Actually, we had this very same debate in my public speaking class in high school. Two students were assigned to different sides of an issue. In my case, I was the lucky one to get capital punishment, pro. I researched the hell out of it, and mind you, this was back in 98/99 when I was a senior so I'm sure the figures have changed since then. But I noticed something very interesting. No matter which side of an argument you took, it's always easy to use numbers to swing things your way. In my case I was looking at two sets of numbers. On one hand, I was looking at the annual housing cost per prisoner vs how much it cost for a convict on death row to appeal his case in the US. Then on my side of the argument, I had AVERAGES. Averages are a debater's best friend.

 

I was lucky enough to have found those and use those in my speech along with a case about some racist bastards in Texas who dragged a black man behind their truck and was subsequently decapitated by a drainage culvert (some of you may remember this story).
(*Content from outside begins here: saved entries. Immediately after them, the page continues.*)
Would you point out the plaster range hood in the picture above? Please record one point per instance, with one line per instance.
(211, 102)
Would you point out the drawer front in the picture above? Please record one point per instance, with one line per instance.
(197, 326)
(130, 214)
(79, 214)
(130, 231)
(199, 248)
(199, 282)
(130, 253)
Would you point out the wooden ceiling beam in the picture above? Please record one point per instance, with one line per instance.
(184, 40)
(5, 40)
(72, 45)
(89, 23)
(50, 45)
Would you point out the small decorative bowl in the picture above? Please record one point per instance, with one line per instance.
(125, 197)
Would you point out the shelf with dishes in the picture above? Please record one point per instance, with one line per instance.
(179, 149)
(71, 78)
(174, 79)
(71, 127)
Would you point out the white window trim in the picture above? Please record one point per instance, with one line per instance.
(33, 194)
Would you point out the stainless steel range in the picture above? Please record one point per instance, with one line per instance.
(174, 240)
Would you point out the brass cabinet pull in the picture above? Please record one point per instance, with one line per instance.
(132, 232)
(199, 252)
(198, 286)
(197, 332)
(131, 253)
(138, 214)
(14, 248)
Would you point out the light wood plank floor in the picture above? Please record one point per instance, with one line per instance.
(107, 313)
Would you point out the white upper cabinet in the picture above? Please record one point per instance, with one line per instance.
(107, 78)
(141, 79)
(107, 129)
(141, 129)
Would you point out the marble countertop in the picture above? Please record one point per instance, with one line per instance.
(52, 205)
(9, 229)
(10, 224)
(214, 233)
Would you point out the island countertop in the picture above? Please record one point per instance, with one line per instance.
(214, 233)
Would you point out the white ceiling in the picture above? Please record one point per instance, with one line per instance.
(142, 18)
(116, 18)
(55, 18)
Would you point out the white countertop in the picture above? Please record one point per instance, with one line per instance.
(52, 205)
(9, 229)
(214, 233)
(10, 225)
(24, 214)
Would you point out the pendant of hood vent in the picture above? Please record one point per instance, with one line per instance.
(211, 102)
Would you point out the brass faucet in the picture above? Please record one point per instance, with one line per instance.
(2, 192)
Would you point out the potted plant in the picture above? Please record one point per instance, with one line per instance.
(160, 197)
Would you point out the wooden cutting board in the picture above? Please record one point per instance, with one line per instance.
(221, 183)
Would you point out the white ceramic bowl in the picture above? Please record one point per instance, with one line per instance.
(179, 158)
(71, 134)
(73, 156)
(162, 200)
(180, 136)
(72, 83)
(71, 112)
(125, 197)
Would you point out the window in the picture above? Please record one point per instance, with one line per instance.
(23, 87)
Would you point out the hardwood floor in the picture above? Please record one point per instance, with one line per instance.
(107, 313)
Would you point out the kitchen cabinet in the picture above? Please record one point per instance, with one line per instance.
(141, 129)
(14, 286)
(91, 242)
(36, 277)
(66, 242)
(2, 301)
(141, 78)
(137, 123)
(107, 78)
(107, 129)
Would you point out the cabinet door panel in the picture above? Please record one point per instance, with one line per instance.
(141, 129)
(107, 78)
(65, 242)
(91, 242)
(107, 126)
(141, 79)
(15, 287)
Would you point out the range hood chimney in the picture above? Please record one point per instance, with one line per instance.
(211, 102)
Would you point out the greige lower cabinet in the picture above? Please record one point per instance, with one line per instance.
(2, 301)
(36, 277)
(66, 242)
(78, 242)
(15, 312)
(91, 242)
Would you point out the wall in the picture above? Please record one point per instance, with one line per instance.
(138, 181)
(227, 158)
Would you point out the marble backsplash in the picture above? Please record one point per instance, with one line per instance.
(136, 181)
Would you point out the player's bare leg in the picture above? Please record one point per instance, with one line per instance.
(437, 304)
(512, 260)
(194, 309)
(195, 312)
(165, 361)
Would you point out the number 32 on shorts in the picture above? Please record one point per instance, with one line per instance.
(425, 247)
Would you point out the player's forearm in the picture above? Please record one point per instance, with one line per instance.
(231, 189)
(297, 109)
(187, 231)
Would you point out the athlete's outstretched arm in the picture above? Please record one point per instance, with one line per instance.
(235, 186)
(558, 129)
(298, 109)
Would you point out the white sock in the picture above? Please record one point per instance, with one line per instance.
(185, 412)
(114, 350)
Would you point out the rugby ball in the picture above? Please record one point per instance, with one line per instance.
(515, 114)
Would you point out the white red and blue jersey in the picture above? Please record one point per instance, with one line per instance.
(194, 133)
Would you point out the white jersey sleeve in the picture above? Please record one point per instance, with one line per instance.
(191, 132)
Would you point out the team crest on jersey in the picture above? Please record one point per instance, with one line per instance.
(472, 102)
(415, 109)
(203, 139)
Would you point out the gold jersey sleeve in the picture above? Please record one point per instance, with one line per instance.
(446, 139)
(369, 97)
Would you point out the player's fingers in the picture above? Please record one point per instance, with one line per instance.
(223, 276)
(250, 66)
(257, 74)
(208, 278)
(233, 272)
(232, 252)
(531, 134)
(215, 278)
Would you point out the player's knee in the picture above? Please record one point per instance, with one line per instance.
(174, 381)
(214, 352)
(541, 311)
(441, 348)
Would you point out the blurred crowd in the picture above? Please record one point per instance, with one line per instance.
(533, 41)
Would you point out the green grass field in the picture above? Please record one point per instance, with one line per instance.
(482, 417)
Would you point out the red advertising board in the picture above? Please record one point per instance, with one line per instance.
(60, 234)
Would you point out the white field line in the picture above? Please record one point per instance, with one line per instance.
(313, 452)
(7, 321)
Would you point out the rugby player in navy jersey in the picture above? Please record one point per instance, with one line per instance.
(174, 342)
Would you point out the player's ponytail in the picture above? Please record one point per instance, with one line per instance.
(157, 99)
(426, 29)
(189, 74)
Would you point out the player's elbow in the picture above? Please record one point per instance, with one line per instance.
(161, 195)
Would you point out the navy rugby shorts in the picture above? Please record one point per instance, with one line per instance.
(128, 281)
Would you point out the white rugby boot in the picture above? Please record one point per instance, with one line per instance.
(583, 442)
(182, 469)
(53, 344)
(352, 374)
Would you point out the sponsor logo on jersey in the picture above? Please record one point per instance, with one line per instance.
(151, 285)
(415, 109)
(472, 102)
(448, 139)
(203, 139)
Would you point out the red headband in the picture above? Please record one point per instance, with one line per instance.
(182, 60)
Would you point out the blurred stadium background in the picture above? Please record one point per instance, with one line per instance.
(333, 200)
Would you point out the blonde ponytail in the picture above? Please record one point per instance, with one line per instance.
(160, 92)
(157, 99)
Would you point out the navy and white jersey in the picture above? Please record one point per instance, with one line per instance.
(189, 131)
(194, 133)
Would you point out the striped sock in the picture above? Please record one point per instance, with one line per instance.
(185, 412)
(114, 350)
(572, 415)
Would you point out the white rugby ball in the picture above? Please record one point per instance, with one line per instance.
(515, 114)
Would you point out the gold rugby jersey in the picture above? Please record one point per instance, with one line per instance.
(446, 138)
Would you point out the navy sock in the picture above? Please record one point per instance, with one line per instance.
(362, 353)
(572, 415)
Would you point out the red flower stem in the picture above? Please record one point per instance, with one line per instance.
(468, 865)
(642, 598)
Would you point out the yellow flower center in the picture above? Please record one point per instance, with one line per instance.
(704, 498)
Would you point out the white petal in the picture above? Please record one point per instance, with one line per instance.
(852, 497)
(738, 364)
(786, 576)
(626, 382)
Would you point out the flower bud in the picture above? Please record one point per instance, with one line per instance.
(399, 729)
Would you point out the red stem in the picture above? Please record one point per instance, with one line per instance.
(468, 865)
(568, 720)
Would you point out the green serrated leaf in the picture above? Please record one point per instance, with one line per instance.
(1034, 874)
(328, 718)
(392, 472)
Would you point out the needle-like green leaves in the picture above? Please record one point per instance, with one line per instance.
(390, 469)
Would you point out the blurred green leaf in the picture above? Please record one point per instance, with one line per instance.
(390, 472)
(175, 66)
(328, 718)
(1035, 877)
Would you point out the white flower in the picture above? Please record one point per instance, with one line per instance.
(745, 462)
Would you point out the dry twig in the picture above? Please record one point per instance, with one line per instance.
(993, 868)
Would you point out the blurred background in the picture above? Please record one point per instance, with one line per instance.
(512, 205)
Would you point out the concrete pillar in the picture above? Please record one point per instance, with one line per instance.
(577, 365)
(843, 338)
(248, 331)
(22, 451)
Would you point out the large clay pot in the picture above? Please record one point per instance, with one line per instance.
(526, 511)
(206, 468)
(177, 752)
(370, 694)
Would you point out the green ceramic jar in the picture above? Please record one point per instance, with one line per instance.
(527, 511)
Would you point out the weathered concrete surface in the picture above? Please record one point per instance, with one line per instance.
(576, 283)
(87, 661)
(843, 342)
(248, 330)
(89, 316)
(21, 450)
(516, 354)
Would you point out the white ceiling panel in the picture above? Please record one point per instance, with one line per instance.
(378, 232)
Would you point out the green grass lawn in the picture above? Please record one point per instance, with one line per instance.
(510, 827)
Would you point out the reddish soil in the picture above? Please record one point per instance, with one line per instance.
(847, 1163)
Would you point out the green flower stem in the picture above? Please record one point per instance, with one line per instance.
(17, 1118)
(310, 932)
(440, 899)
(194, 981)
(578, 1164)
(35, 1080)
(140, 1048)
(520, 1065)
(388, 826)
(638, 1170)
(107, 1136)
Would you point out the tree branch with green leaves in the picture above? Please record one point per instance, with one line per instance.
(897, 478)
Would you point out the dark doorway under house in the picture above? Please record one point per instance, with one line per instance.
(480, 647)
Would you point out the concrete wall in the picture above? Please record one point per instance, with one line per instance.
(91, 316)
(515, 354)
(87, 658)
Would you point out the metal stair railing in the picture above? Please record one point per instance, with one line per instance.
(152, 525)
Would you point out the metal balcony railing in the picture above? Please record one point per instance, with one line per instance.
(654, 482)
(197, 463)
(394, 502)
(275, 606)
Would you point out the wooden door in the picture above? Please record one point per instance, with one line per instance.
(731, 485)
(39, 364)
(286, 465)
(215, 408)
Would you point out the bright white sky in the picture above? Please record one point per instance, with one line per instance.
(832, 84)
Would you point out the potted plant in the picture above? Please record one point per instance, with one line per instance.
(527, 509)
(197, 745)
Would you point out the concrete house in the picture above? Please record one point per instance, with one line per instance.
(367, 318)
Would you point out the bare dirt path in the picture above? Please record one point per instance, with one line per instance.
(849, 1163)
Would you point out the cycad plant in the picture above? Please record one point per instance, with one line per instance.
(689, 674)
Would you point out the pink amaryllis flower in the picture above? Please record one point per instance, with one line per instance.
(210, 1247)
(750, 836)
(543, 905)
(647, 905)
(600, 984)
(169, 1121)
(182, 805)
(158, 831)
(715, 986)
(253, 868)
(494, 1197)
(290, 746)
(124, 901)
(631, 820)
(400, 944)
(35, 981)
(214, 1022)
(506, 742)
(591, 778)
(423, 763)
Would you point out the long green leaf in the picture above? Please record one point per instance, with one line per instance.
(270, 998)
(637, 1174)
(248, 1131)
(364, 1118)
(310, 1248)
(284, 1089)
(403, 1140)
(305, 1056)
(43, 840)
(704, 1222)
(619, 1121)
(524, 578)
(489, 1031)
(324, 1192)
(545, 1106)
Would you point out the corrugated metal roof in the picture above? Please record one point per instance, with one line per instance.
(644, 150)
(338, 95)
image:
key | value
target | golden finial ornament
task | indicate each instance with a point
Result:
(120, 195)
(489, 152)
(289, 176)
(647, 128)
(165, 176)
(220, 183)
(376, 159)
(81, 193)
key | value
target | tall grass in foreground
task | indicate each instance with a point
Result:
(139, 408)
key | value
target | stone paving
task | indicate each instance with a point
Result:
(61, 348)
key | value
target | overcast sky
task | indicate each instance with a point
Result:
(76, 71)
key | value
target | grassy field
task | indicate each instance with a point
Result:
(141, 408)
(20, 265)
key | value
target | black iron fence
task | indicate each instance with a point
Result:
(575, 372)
But that made my argument and I essentially won the "debate"

 

In actuality, if you look at the cost of housing a prisoner for 40 years for a life sentence vs the cost of a prisoner on death row appealing his case (at an average length of seven years) after all the court costs and lawyers fees, it is actually cheaper to house a convict for 40 years, at least vs the US justice system.

 

Though I am for the death penalty, for reasons that I cannot debate, as the topic is banned, I will say this. Arguing with money for the death penalty will get you no where, because both sides can swing the numbers their way. Thank you. That is all.